De versterker levert een vermogen van 120W met een vervorming van 2%, dit kan men bereiken door de sterke tegenkoppeling. De versterker is niet musicaal en de schakeling wordt hier enkel getoond als (niet te volgen) voorbeeld.

Elektuur versterker

De schakeling rechts is typisch voor een "moderne" buisversterker in classe AB (waarbij de negatieve roosterspanning vast ingesteld wordt). De tekening is typisch voor de Elektuur ontwerpen. Een identieke stroom wordt ingesteld voor beide eindbuizen door de spanning over de twee weerstanden van 1Ω te meten en de trimmer in te stellen voor een cathodestroom van 35mA (35mV). Dit wordt bereikt bij een roosterspanning van ongeveer -30V (de cathodestroom is belangrijk, niet de roosterspanning!).

Het vermogen dat de versterker kan leveren bij een 0.1% vervorming ligt nauwelijks hoger dan bij de twee vorige ontwerpen, maar het rendement van de versterker is beter (werking in classe AB). De versterker kan maximaal 40W per kanaal leveren.

Er schuilen een paar fouten in de schakeling.

  • Omdat de hoogspanning direct opkomt bij het inschakelen moet de fase-omkeertrap voorzien worden van een anti flash diode (zie onderaan de pagina), niet voorzien op het schema.

  • Op de instelpotentiometer moet men een extra hoogohmige weerstand voorzien (1MΩ) tussen de loper en de negatieve voorspanning, zodat als de loper slecht contact zou maken de eindtrap niet zonder voorspanning komt te werken.
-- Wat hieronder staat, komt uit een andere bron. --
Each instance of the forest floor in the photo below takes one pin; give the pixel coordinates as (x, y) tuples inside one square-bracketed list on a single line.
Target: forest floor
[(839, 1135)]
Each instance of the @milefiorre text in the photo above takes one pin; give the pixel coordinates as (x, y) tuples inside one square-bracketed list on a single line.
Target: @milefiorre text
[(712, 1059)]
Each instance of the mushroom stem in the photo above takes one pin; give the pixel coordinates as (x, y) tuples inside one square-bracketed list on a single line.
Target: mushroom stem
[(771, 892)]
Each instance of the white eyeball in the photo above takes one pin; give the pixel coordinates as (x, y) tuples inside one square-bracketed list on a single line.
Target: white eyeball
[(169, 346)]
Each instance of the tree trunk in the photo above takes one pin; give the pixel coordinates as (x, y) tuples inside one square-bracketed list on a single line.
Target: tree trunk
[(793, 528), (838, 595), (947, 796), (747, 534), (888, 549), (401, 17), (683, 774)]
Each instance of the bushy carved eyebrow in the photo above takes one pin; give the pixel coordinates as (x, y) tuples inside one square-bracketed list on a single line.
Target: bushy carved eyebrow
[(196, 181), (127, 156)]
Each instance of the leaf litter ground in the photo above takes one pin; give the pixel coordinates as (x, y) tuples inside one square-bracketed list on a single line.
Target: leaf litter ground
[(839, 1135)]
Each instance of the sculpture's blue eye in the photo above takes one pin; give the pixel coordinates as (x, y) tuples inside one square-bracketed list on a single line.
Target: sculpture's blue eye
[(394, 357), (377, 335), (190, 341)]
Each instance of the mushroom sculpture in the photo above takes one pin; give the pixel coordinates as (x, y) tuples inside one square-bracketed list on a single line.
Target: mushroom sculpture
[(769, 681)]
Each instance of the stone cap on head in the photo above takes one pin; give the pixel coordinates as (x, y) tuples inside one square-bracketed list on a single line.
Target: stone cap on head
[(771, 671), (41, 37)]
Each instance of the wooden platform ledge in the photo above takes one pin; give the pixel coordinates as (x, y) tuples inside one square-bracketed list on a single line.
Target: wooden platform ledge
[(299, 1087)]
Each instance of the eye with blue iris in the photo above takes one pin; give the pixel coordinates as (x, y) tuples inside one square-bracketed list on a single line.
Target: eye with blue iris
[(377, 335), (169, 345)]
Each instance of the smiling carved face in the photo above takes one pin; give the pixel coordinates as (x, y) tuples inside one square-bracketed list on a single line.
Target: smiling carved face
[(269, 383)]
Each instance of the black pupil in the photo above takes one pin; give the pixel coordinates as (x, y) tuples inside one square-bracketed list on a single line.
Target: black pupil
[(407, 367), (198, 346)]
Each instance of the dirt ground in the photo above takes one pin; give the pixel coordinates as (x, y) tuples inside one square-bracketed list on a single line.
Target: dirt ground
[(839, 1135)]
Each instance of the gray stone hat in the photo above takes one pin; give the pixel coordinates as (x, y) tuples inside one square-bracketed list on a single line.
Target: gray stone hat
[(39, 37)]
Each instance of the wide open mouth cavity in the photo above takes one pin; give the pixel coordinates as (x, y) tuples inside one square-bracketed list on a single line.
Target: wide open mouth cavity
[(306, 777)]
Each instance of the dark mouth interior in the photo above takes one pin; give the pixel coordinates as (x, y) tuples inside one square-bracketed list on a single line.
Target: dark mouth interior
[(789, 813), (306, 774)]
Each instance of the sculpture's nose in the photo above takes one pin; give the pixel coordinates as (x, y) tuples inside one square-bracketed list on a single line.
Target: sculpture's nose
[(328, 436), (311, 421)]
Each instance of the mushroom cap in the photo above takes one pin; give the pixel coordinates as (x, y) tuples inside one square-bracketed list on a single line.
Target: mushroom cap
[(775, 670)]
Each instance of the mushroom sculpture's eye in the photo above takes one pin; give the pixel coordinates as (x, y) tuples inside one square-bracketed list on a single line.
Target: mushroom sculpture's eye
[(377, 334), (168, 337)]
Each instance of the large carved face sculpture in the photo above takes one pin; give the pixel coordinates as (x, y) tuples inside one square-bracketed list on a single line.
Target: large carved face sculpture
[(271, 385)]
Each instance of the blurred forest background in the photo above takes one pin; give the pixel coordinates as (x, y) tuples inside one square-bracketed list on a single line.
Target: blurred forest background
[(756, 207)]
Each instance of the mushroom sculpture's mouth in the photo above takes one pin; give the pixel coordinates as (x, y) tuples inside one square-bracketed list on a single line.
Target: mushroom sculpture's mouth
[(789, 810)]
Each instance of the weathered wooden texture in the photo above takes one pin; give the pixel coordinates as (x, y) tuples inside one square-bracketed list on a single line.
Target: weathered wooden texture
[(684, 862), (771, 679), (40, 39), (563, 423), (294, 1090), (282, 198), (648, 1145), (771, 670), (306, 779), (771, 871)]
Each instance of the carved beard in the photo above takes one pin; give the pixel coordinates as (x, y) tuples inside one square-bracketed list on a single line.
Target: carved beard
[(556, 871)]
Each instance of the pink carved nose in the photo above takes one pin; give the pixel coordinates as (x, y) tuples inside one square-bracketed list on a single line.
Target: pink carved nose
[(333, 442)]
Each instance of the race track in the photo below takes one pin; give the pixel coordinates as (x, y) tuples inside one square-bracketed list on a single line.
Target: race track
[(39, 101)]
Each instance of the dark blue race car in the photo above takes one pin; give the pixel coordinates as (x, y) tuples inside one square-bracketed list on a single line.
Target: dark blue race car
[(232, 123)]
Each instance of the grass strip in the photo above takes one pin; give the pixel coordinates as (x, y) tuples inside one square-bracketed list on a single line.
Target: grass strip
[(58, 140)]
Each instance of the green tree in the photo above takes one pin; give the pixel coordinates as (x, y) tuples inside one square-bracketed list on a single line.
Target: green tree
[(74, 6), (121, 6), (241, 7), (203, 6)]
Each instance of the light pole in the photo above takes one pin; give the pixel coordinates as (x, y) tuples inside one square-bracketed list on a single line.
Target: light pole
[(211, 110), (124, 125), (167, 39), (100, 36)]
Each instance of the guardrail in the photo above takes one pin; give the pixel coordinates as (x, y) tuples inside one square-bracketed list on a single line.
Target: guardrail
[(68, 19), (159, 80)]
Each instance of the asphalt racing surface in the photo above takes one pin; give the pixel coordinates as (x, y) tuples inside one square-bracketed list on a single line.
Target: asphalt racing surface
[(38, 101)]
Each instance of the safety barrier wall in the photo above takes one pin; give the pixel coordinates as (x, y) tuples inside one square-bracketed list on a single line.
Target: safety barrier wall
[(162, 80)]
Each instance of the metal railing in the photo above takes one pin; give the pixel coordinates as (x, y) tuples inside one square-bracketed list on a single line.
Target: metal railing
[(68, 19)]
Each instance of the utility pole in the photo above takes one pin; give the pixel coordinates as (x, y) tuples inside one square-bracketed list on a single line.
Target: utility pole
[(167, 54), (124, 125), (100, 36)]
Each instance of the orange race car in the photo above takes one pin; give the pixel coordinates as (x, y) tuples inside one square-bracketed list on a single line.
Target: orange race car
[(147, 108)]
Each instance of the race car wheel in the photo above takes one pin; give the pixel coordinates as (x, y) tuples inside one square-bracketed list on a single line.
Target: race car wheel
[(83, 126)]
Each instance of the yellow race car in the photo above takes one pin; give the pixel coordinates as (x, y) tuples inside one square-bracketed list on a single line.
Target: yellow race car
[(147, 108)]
Ik heb reeds een aantal versterkers meegemaakt waarvan de anodezekering een aantal zonder reden gesneuveld is (zekering van 100mA).

  • De schakeling (overgenomen uit een vakblad) heeft nog één ontwerpfout: de voedingsdioden (vooral die van de hoogspanning) schakelen abrupt en veoorzaken een zeer typische ratel, veel storender dan een 100Hz brom. Door het abrupt schakelen ontstaat er een oscillatie in de voedingstransfo. De oscillatie heeft veel harmonischen (tot in de radioband) en komt terecht op de hoogohmige roosters van de buizen. De ratel kan onderdrukt worden door twee condensatoren van 10nF te plaatsen van de massa naar het secundair van de voedingstransfo (hoogspanning). De stroom die nodig is voor de negatieve polarisatie is bijna nul en veroorzaakt geen ratel maar een condensator kan geen kwaad.

Het is vreemd dat de ontwerpers extra condensatoren van 100nF voorzien in de gelijkgerichte voeding (daar waar hun effekt verwaarloosbaar is), maar geen condensatoren plaatsen op het secundair van de voeding. Waar de kleine condensatoren geplaatst moeten worden staat aangeduid met de rode stippen (aansluiten naar massa).

Je kan natuurlijk een eigen versterker opbouwen met de beste deelschakelingen, bijvoorbeeld een voorversterker en fase-omkeertrap (concertina montage) met ECC83, gevolgd door een symmetrische versterkertrap (zoals de derde schakeling) met ECC82 en met de eindtrappen die met een negatieve voorspanning geregeld worden.